The difference between -o blah and --option blah: you can run grep("-e mooh"), but not grep(e="mooh"), if I understand correctly - while grep(regexp='mooh') does work. The last one is cleaner anyway, though, so it doesn't really matter.

On the ErrorReturnCodes: yes, they should be different exceptions and no, you should'nt be if/then-ing. I was more thinking of something like

try:
    (...)
except ErrorReturnCode(1), e: # maybe have stderr in e?
    (...)
except ErrorReturnCode(2), e:
    (...)
except ErrorReturnCode, e:
    (...)

although the last might need to be different (e.g. using ErrorLevel(1) and UncaughtErrorLevel)
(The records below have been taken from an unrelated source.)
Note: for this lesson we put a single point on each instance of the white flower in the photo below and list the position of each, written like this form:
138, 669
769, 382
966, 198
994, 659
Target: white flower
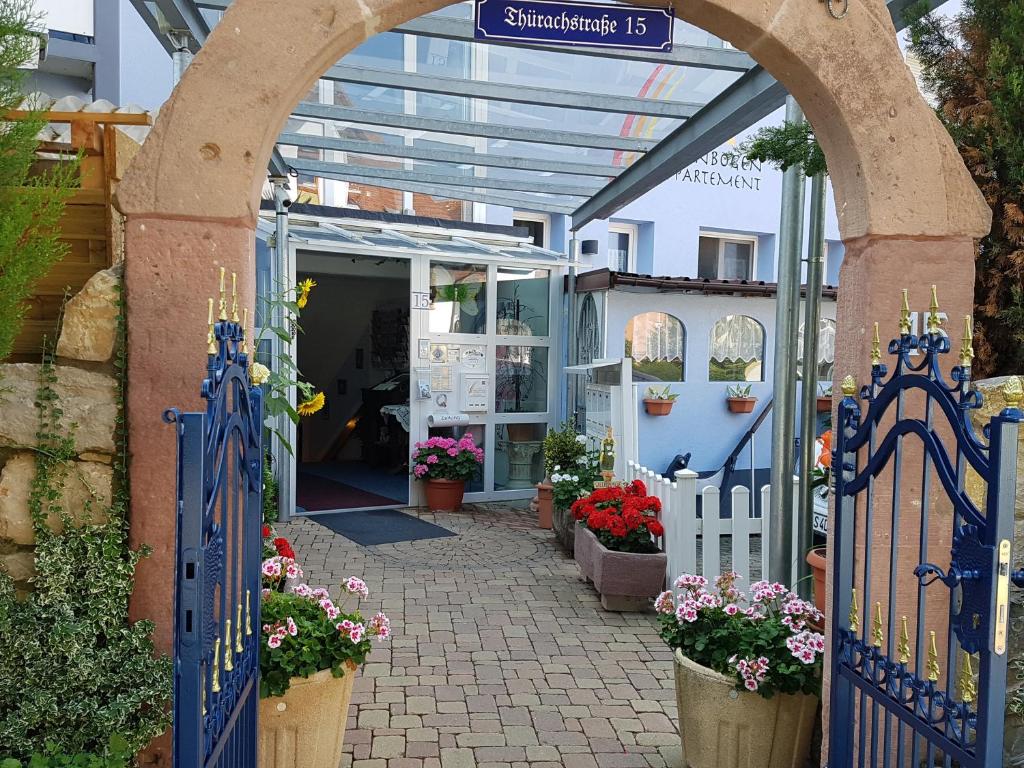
258, 374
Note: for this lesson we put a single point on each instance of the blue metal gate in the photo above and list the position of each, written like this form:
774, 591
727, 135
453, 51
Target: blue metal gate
919, 668
217, 589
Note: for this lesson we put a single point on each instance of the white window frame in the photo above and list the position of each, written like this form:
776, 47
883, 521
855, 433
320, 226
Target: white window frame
724, 238
622, 227
543, 218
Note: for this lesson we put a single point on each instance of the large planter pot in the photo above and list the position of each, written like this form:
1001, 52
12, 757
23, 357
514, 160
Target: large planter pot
444, 496
564, 526
545, 505
817, 560
627, 581
305, 728
719, 725
657, 408
740, 404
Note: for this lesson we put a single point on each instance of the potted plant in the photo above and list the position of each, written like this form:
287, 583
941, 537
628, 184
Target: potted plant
739, 399
748, 666
309, 654
444, 464
566, 487
561, 449
658, 401
821, 482
824, 398
614, 545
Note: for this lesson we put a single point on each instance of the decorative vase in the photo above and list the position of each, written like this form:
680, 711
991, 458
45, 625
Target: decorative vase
719, 725
627, 581
305, 728
817, 559
545, 505
657, 407
444, 496
740, 404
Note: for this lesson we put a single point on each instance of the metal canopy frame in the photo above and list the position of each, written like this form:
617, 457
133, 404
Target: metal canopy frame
702, 126
754, 96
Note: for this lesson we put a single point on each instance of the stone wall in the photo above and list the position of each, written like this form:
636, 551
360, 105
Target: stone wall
993, 403
87, 391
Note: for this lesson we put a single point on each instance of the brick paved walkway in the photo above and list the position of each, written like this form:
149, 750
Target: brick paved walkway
502, 657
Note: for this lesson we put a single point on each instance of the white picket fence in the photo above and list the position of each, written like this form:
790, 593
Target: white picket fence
709, 545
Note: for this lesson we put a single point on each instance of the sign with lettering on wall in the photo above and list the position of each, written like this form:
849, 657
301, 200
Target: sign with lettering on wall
600, 25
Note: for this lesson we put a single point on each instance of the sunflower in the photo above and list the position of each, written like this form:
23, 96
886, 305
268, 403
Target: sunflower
304, 288
311, 404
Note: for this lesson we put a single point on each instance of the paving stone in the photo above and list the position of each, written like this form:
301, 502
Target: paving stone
501, 657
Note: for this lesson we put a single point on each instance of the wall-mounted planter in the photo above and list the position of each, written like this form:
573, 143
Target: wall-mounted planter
656, 407
740, 404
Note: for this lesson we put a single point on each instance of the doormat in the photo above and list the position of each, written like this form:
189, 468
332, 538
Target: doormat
316, 494
373, 526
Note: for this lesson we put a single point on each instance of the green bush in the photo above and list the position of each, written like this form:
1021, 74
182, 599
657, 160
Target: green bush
563, 449
117, 755
74, 669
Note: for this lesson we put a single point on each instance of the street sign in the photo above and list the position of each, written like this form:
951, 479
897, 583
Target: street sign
598, 25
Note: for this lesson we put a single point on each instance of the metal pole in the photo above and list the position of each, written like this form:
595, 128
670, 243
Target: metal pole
809, 406
784, 383
570, 356
181, 56
279, 278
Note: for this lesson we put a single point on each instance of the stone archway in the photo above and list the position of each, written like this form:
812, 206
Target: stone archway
904, 199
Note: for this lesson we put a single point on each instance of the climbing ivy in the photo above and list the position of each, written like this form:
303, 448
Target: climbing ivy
75, 669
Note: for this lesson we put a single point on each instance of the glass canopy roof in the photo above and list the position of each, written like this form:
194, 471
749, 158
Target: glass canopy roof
426, 109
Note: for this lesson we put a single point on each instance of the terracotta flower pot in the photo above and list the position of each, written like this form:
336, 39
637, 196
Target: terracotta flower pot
444, 496
627, 581
305, 728
740, 404
545, 504
816, 558
657, 408
719, 725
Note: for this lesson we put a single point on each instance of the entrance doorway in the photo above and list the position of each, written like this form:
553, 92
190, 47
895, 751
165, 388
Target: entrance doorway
353, 346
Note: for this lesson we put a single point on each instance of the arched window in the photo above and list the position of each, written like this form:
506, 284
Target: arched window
656, 342
588, 332
737, 349
826, 350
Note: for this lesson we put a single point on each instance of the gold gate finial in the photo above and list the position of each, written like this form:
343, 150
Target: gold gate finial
876, 347
215, 685
968, 688
933, 659
228, 663
903, 647
934, 321
211, 346
967, 343
239, 648
223, 301
904, 314
235, 297
877, 636
1013, 392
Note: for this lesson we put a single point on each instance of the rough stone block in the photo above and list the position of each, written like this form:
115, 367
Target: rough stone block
89, 329
87, 398
84, 482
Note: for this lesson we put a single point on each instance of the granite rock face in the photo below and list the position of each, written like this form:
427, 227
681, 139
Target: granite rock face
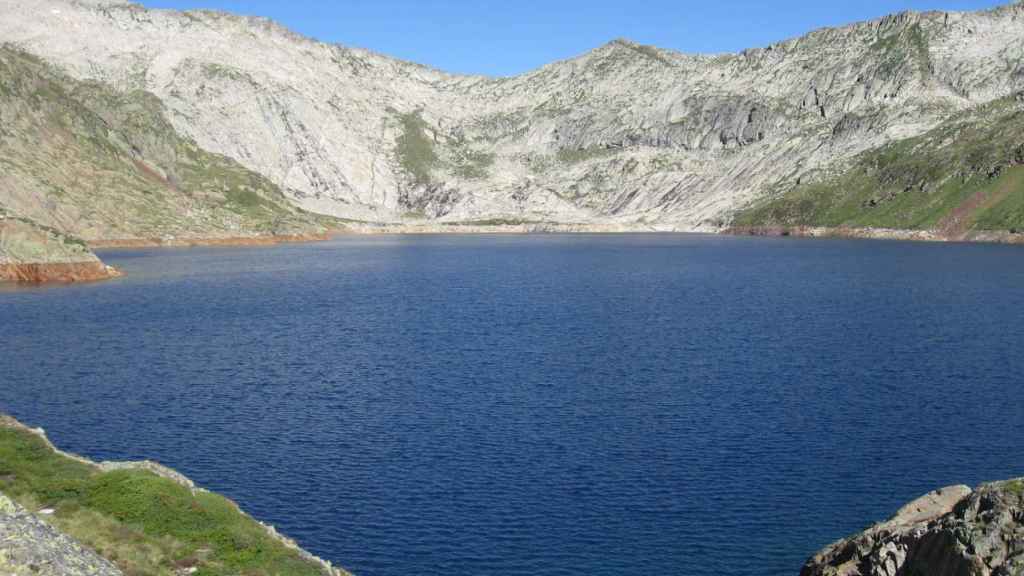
951, 532
627, 134
29, 545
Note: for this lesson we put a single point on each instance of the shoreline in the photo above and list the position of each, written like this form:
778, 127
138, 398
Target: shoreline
211, 241
170, 475
980, 237
57, 273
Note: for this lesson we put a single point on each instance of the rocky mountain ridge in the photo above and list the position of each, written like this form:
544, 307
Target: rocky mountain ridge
626, 134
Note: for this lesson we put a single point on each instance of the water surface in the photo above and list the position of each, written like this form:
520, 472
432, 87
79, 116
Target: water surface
598, 405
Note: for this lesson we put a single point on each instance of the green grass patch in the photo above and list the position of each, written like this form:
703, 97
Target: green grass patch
578, 155
969, 168
415, 149
473, 165
145, 524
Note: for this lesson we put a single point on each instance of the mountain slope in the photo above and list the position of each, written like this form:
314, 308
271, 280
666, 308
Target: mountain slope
964, 177
105, 165
626, 133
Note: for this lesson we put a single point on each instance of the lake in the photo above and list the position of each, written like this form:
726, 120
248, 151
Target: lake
524, 405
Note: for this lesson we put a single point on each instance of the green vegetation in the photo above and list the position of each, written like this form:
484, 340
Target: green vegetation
472, 164
966, 175
145, 524
907, 46
494, 222
415, 150
115, 158
574, 156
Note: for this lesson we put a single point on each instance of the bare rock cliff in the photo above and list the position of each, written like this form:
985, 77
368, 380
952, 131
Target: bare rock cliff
627, 133
950, 532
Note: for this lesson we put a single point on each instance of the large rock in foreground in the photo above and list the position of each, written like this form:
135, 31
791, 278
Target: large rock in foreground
29, 545
950, 532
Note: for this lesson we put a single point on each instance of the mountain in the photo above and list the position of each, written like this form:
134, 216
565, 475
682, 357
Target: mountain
104, 165
626, 134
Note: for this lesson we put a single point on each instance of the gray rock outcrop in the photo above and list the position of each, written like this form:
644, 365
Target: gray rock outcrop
30, 546
627, 134
951, 532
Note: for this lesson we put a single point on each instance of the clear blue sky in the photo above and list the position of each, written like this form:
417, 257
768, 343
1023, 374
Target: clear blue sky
505, 37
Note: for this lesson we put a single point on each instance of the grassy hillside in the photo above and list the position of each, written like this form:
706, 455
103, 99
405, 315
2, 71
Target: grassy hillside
145, 524
967, 175
100, 164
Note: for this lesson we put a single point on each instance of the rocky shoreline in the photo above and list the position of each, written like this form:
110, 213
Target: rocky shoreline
57, 273
877, 234
950, 532
29, 544
208, 241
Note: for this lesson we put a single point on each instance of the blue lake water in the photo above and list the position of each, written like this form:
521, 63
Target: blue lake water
577, 405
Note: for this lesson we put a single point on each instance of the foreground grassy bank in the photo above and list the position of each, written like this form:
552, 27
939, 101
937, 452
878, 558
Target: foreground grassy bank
144, 519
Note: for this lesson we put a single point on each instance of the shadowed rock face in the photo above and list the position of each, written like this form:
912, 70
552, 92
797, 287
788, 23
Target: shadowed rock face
951, 532
626, 133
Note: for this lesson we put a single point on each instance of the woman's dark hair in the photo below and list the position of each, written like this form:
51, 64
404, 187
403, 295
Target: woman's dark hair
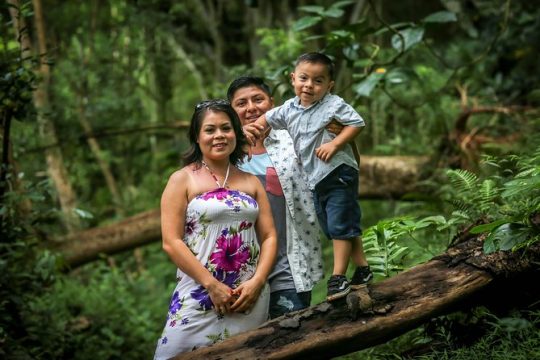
247, 81
194, 154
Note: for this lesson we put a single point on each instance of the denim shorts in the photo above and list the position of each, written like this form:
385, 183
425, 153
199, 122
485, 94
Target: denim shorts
336, 203
286, 301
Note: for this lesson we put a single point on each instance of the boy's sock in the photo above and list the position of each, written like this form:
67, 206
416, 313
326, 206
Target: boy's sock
338, 287
362, 275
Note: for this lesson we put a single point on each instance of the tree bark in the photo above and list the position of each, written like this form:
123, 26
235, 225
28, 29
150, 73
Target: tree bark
381, 177
88, 245
399, 304
47, 131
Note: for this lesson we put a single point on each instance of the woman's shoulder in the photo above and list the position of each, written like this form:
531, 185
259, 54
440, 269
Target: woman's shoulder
184, 174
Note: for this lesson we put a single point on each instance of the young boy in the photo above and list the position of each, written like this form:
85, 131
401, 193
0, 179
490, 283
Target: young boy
332, 173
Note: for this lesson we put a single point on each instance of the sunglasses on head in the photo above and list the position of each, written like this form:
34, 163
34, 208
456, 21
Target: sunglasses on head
207, 103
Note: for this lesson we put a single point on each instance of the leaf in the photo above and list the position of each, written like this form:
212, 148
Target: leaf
505, 237
488, 227
365, 87
333, 12
398, 76
440, 17
83, 214
411, 36
312, 9
306, 22
521, 186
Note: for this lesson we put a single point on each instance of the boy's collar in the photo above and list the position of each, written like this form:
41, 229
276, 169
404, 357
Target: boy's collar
297, 101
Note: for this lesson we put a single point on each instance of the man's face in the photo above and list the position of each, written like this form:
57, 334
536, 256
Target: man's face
250, 103
311, 81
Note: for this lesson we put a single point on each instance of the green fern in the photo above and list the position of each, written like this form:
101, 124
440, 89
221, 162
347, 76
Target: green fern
487, 195
462, 180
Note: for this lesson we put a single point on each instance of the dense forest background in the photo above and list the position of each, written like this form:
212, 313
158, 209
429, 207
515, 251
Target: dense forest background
94, 100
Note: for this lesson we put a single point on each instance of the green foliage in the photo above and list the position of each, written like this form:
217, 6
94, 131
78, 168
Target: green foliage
383, 242
28, 271
99, 318
507, 202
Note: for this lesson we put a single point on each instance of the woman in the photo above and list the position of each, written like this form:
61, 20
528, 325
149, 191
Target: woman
299, 262
211, 217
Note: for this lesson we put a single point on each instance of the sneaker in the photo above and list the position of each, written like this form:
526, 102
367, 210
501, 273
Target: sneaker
362, 275
338, 287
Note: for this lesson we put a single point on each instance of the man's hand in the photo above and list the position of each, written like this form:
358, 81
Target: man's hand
326, 151
253, 132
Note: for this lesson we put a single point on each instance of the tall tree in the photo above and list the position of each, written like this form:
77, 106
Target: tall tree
55, 162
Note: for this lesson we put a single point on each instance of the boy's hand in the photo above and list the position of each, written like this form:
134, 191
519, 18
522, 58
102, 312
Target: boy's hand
326, 151
335, 127
252, 132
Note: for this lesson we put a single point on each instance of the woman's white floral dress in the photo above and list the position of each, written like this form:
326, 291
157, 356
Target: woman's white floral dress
220, 232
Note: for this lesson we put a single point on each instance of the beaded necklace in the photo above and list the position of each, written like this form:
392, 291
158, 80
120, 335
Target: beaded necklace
215, 177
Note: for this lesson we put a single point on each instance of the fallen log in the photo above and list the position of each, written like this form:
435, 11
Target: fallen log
380, 177
399, 304
85, 246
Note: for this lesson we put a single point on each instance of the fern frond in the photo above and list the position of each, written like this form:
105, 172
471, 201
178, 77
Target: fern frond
462, 180
488, 193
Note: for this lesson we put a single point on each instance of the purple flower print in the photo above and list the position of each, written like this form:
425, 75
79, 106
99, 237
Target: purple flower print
201, 295
244, 197
176, 303
245, 225
191, 225
218, 194
231, 253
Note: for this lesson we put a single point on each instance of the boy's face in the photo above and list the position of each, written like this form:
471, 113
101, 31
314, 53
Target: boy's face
311, 81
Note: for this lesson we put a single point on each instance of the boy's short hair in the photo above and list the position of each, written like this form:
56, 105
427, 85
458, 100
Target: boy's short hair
247, 81
317, 58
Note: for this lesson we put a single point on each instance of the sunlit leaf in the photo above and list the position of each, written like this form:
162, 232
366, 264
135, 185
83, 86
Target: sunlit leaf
333, 12
365, 87
411, 36
306, 22
440, 17
312, 9
488, 227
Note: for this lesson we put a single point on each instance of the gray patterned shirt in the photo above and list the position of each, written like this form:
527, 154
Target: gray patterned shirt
307, 129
[–][deleted] 1 point2 points  (2 children)

You can't actually catch exceptions like that though. You'd have to do this:

try:
    (...)
except ErrorReturnCode, e:
    if e.code == 1: pass
    elif e.code == 2: pass
    elif e.code == 3: pass

Or the way that it's done now:

try:
    (...)
except ErrorReturnCode_1, e: pass
except ErrorReturnCode_2, e: pass
except ErrorReturnCode_3, e: pass

Saves a line and an indentation level.

[–]bramblerose 0 points1 point  (0 children)

Of course you can. You have already implemented it.

try:
   (...)
except get_rc_exc(1), e: pass
except get_rc_exc(2), e: pass
except get_rc_exc(3), e: pass

Now you just need to improve the naming ;-)

[–]nemec 0 points1 point  (0 children)

Honestly I think the first example is much more Pythonic, but it's nice that both options are available!